Dava konusu YİDK kararının davacı şirkete 29/04/2019 tarihinde tebliğ edildiği, eldeki davanın iki aylık yasal süre içerisinde 26/06/2019 tarihinde açıldığı anlaşılmış, işin esasına girilmiştir.
Bilirkişi kurulunca düzenlenen raporda ve ek raporda özetle: 2018 40515 sayılı “… … DÜNYASI şekil” ibareli davalılar markası ile “… DÜNYASI şekil” ibareli davacı markası arasında başvurunun kapsadığı 35. Sınıftaki hizmetler bakımından iltibas tehlikesi BULUNMADIĞI, davacının “… … DÜNYASI” markasının gerçek hak sahibi olduğu iddiasının ispatlanamadığı, davacının “… … DÜNYASI” markasının tesciline engel teşkil edebilecek mahiyette üstün fikri ve sınai hak sahibi olmadığı, davalıların … … DÜNYASI markasını, davacı markaları ile eşzamanlı şekilde eylemli ve yoğun biçimde kullandıkları, bu kullanımın bugüne kadar taraflar arasında iltibasa ve çekişmeye yol açmadığı, bu kapsamda davalıların … … DÜNYASI markası bakımından önceki tescilden de kaynaklı müktesep hak sahibi oldukları, takdirin mahkemeye ait olduğu, bildirilmiştir.

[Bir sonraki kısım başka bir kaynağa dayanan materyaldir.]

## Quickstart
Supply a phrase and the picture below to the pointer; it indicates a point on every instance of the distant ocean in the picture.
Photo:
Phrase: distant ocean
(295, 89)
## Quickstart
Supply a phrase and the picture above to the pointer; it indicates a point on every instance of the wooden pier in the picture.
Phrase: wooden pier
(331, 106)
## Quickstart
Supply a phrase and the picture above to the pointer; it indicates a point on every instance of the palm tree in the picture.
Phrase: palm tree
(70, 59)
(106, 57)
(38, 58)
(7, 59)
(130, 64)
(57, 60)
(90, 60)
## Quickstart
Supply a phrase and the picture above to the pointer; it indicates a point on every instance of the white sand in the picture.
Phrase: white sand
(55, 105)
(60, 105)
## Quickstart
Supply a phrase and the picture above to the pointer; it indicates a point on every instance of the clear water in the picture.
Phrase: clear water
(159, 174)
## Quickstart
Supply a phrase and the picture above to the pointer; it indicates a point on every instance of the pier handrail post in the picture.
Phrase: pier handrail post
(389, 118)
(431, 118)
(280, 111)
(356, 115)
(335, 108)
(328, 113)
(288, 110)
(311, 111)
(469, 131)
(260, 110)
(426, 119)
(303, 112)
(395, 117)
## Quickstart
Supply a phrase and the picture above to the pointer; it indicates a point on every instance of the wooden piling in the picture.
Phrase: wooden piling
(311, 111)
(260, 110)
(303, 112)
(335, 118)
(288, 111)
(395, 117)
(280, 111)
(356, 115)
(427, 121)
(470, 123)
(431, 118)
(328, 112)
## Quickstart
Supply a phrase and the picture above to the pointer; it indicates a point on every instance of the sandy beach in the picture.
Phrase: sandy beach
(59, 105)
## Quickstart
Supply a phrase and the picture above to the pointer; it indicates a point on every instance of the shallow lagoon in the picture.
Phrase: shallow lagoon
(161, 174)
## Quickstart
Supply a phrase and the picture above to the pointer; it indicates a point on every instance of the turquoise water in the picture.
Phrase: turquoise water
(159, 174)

Bilirkişi raporunun/ ek raporun her iki tarafın iddia ve savunmasının kapsamı, taraf delilleri, marka kapsamları dikkate alınarak düzelendiği, hüküm kurmaya yeterli incelemenin yapıldığı, raporun/ ek raporun usul ve yasaya aykırı yönünün bulunmadığı, hukuki değerlendirme nihai olarak mahkememizce yapılacağından yeniden rapor alınmasını gerektirir yön bulunmadığı anlaşılmıştır.
GEREKÇE:
Tescilli bir markanın ait olduğu mal ve hizmetler bakımından sağladığı korumanın kapsamı ve sınırları 10.01.2017 tarihinde yürürlüğe giren 6769 sayılı Sınai Mülkiyet Kanunu (SMK) ile düzenlenmiştir.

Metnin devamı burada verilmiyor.